J.C. Penney’s credit ratings have been slashed in the past year as Chief Executive Officer Ron Johnson’s turnaround plan struggles to take hold. Moody’s Investors Service rates the company B3, six levels below investment-grade, with a “negative” outlook and S&P has an equivalent grade on the company, following three straight quarters of sales declines of at least 20 percent.

Johnson, the former retail chief at Apple Inc. (AAPL), has lost customers as he transforms most of the company’s stores into collections of 100 branded shops and reduces coupons and sale events by marketing items at an “everyday low price.”

Transformation Plan

In the company’s November earnings call, Chief Financial Officer Ken Hannah said J.C. Penney’s strong balance sheet is “positioned to be able to fund the transformation.” The retailer doesn’t have a bond maturity until 2015, data compiled by Bloomberg show.

The default claims, made by lawyers at Boston-based Brown Rudnick LLP, are a ploy “to create self-interested trading opportunities in the market, and we will therefore vigorously defend the interests of J.C. Penney and all of our constituencies in all appropriate forums,” Hannah said in yesterday’s statement.

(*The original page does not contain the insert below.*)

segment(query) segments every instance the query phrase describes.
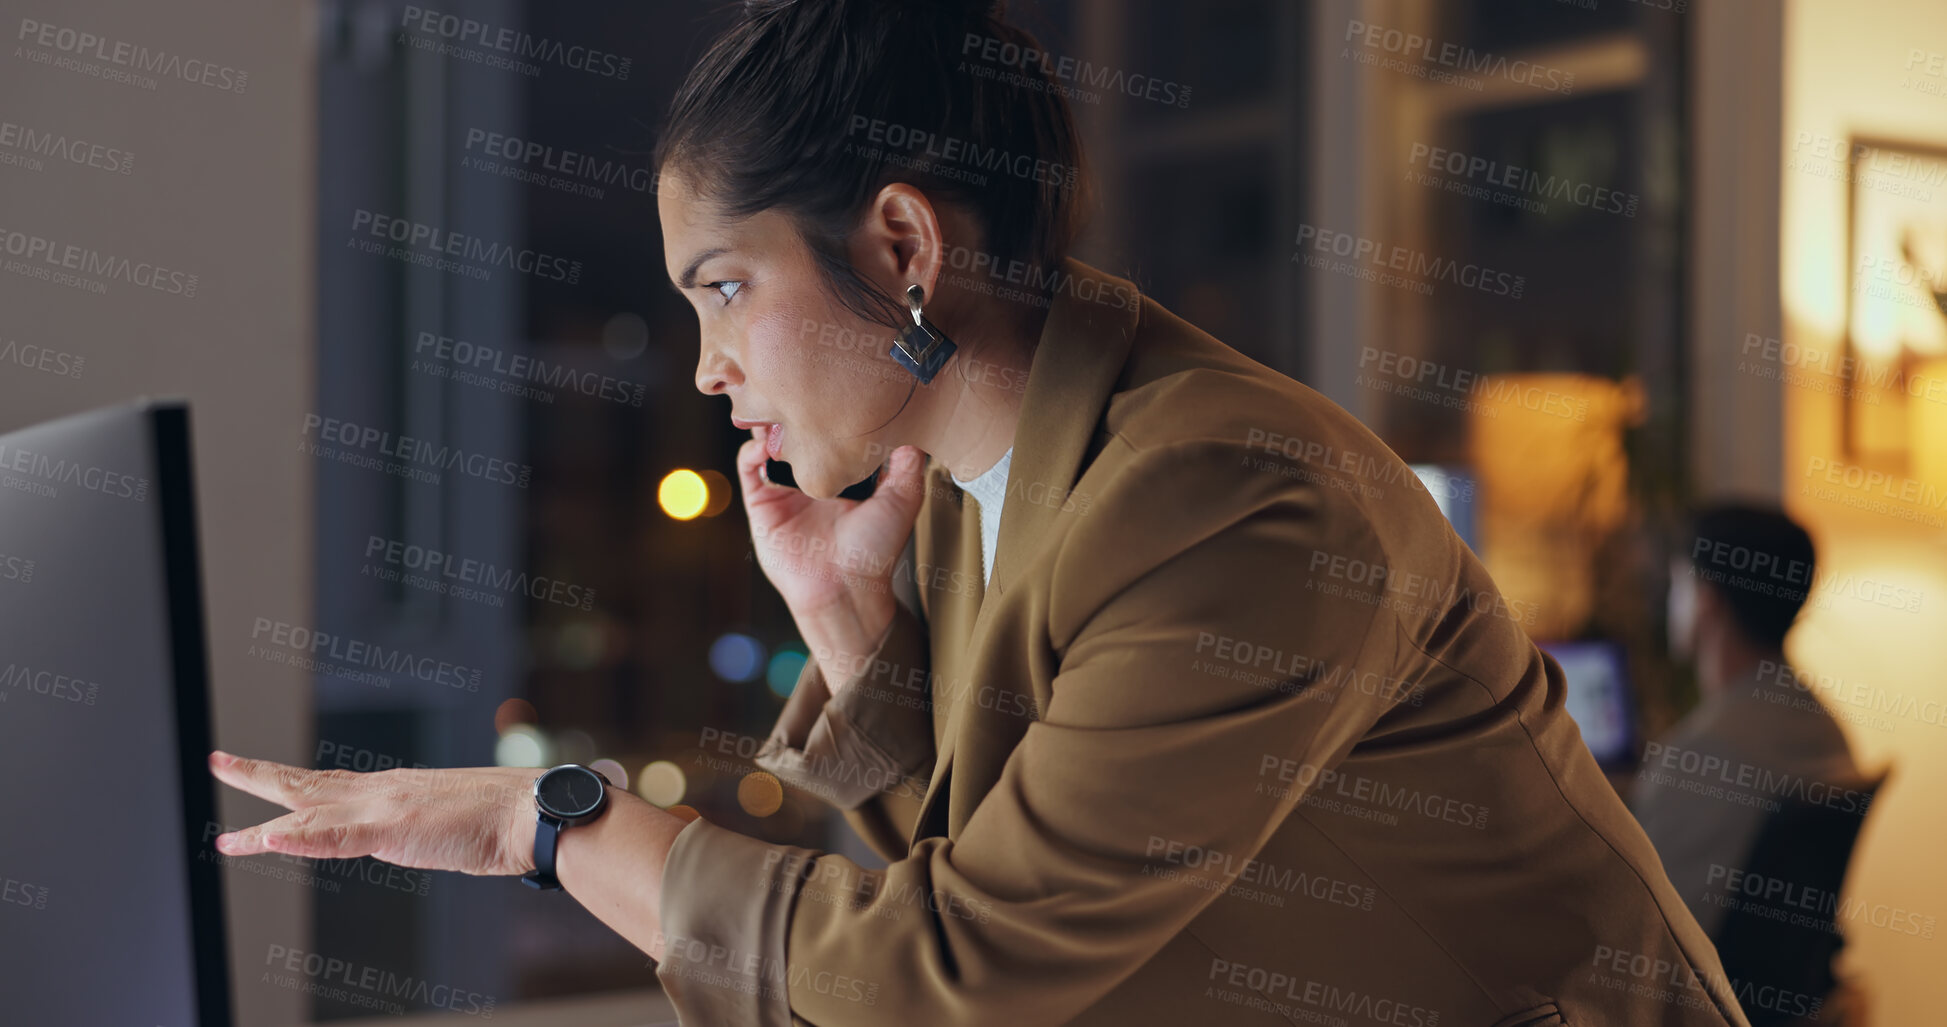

James Stoll, a Brown Rudnick lawyer representing J.C. Penney bondholders, didn’t immediately return a call for comment yesterday on the retailer’s suit over the default claims.

J.C. Penney has $325.6 million of the 7.4 percent notes outstanding, according to data compiled by Bloomberg. The debt traded yesterday at 84.25 cents on the dollar to yield 9 percent, from 96.75 cents and a 7.7 percent yield about a year ago, according to Trace, the bond-price reporting system of the Financial Industry Regulatory Authority.

Bond Restrictions

In the suit, lawyers for the retailer contend restrictions on the 7.4 percent bonds don’t mean J.C. Penney is in default by signing the credit pact because the limitations don’t “encompass liens on inventory, but instead serves only to restrict liens” on principal property.

While the credit agreement has been in force for more than a year, J.C. Penney officials have only used it “to support letters of credit, none of which have been drawn upon,” the company’s attorneys said.

J.C. Penney has publicly disclosed for about 10 years that it has various undrawn credit facilities secured by inventory with no bondholder allegations of a violation, the lawyers said.

J.C. Penney had about $2.97 billion of long-term debt and $525 million of cash as of Oct. 27, according to the company’s most recent quarterly filing. The company is scheduled to report fourth-quarter earnings on Feb. 27. Sales may decline 24 percent to $4.13 billion, according to a Bloomberg survey of 15 analysts.

The case is J.C. Penney Co. Inc. v. US Bank National Association as Indenture Trustee, 8276, Delaware Chancery Court (Wilmington).